MONTE AGNER - PARETE NORD-EST - VARIANTE DEL LI-CUORE di Tito Arosio
Agner, parete nord: Luca ha l’idea di salire lungo l’evidente diedro giallo che sta a sinistra della via dei Sud Tirolesi e a destra della via del Cuore.
L’idea mi affascina dal principio, lì di sicuro ci sarà la difficoltà dell’arrampicata ma anche quella ambientale, è uno dei punti più dispersi delle Dolomiti, dal bivacco Cozzolino bisogna fare 700 metri di zoccolo, la parete è a nord est ma resta sempre in ombra perché il sole è nascosto dallo Spiz Sud d’Agner.
Con Luca mi sono recato ben quattro volte nel cuore della parete nord est dell’Agner.

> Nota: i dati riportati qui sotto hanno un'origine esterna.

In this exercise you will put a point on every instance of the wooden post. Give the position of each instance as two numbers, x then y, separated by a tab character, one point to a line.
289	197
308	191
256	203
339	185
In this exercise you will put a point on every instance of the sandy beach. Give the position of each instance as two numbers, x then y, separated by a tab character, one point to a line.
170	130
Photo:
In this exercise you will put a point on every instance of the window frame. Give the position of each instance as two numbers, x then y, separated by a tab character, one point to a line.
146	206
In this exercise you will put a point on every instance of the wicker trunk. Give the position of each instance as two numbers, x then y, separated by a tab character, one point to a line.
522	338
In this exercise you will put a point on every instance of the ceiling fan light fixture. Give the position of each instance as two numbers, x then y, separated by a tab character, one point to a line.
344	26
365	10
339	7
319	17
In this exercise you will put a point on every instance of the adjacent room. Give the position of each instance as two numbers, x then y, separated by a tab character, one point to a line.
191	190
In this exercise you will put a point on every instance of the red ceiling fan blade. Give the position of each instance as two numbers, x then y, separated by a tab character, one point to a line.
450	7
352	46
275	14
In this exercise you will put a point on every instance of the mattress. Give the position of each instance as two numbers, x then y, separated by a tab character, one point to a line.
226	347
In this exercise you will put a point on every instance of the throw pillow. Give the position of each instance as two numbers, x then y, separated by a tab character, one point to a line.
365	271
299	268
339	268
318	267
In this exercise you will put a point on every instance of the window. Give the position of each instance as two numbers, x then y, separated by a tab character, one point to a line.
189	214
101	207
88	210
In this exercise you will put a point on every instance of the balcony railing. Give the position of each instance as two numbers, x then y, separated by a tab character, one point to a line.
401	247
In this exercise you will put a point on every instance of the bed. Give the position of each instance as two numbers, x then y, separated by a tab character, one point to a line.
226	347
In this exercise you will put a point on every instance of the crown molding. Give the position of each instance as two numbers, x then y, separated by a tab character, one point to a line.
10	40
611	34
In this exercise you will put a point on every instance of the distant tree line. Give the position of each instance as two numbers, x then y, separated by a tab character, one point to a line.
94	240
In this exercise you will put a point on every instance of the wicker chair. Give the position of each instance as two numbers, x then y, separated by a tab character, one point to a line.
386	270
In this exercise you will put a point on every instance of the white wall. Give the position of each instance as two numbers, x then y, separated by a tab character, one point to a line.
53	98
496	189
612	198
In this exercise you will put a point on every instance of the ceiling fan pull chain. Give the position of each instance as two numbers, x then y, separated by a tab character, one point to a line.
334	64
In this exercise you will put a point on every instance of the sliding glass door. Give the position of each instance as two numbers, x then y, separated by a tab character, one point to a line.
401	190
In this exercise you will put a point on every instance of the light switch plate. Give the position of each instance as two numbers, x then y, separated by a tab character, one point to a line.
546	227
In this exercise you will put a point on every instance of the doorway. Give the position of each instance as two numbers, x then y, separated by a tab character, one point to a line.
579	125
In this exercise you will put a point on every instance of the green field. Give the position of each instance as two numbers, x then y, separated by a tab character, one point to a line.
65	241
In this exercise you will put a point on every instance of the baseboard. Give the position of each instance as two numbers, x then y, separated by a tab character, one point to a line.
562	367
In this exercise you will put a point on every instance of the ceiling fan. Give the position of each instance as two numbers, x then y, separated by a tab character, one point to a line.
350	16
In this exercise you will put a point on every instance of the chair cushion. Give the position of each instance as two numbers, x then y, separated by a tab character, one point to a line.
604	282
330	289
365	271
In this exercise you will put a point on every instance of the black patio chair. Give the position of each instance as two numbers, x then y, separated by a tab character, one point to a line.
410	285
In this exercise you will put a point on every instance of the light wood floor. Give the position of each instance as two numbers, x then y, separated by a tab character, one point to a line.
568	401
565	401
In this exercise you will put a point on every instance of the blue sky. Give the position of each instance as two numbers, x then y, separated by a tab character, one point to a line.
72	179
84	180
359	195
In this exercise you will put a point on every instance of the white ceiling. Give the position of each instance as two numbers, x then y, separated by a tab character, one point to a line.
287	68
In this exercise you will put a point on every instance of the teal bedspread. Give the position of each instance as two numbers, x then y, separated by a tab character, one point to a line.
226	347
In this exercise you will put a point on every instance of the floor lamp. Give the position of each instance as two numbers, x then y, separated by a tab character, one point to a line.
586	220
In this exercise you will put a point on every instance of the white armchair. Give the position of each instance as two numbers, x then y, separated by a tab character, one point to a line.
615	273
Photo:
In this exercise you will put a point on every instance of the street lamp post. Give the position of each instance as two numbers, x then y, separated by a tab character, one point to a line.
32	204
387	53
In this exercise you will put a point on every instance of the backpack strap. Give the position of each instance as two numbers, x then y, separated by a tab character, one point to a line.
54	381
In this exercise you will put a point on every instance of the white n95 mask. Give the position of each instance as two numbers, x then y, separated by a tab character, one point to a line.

Quattro volte abbiamo salito lo zoccolo con zaini pesanti tentando l’ascesa e nonostante questo sempre super motivati a raggiungere quel diedro giallo, disperso nell’immensità della parete nord.
Il primo tentativo è decisamente ottimista, pensavamo che il diedro fosse scalabile in libera, ma con 3 tiri nuovi in placca riusciamo solo ad entrare nel diedro vero e proprio; l’arrampicata lungo questi tiri ci esalta, roccia ottima prima grigia e poi gialla ben arrampicabile in libera.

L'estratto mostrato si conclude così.